Hello,

I have a generative model that is learning a latent variable using backprop as part of the generation process. For each sample there is a custom latent variable and they have nothing to do with each other. The only reason I use batches with more than one sample is to speed things up.

I want to find out if the performance can be increased by using a learning rate scheduler. However, since the samples are independent, I need one scheduler for each sample. In order to do this, I probably need one parameter group for each sample. Let’s say I have 512 samples in my batch. I have tried the following:

```
param_groups = [{"params": [latent[i]]} for i in range(latent.shape[0])]
opt = optim.Adam(params=param_groups)
```

When running this I get

ValueError: can’t optimize a non-leaf Tensor

which makes sense because the original tensor is `latent`

and I am slicing it, so the slice is no leaf anymore. So I tried this instead:

```
param_groups = [{"params": [latent[i].detach().requires_grad_(True)]} for i in range(latent.shape[0])]
opt = optim.Adam(params=param_groups)
```

This solves the non-leaf issue, but (of course) the gradient is not able to flow back to the original latent vector anymore. So when I call this in my backprop loop, there is no gradient to the original tensor.

```
generated = self.do_some_fancy_stuff(latent)
loss = my_loss(generated, groundtruth)
loss.backward()
opt.step()
```

I could pass each sample seperately through the model and backprop the loss to the slice of the latent tensor, but that is much slower.
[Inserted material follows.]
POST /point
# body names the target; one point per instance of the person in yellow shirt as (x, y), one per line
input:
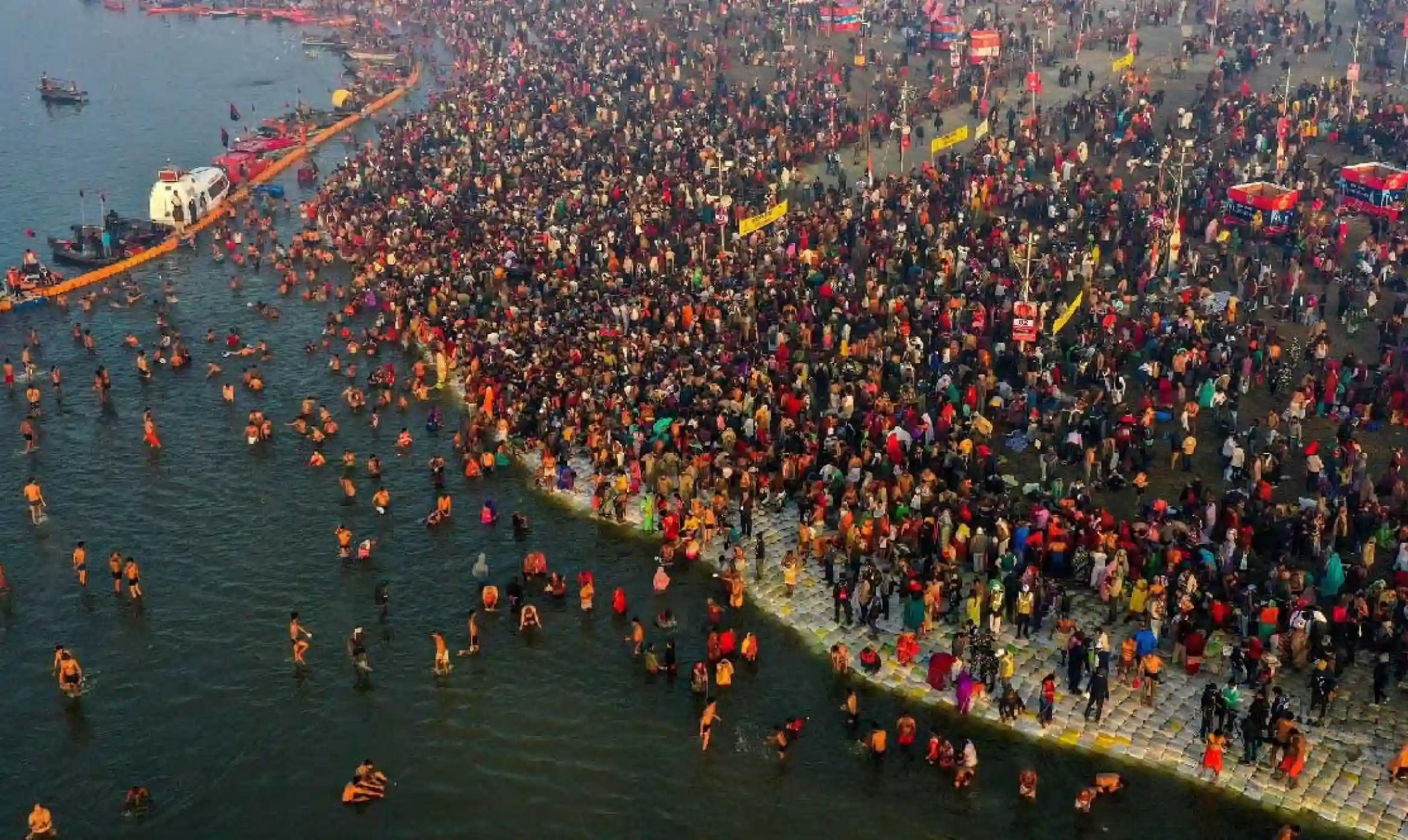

So my question is: Is there some way to achieve that the slice `latent[i]`

shares the gradient with the corresponding vector in `latent`

?

I have also tried this:

```
loss.backward()
for i in range(latent.shape[0]):
opt.param_groups[i]["params"][0].grad = latent.grad[i]
```

The idea is to calculate the gradient on the whole batch and then to set the gradient of the slices manually, but then I get this when calling opt.zero_grad():

RuntimeError: Can’t detach views in-place. Use detach() instead

So I tried to replace zero_grad by manually setting `grad = None`

:

```
for i in range(latent.shape[0]):
opt.param_groups[i]["params"][0].grad = None # manual zero_grad
latent.grad = None # manual zero_grad
loss.backward()
for i in range(latent.shape[0]):
opt.param_groups[i]["params"][0].grad = latent.grad[i]
```

The code runs without errors, but the results are very bad. There seems to be still an issue with the gradients, but I don’t know what is going wrong.

Or is there any other way to have a custom learning rate for each sample in a batch?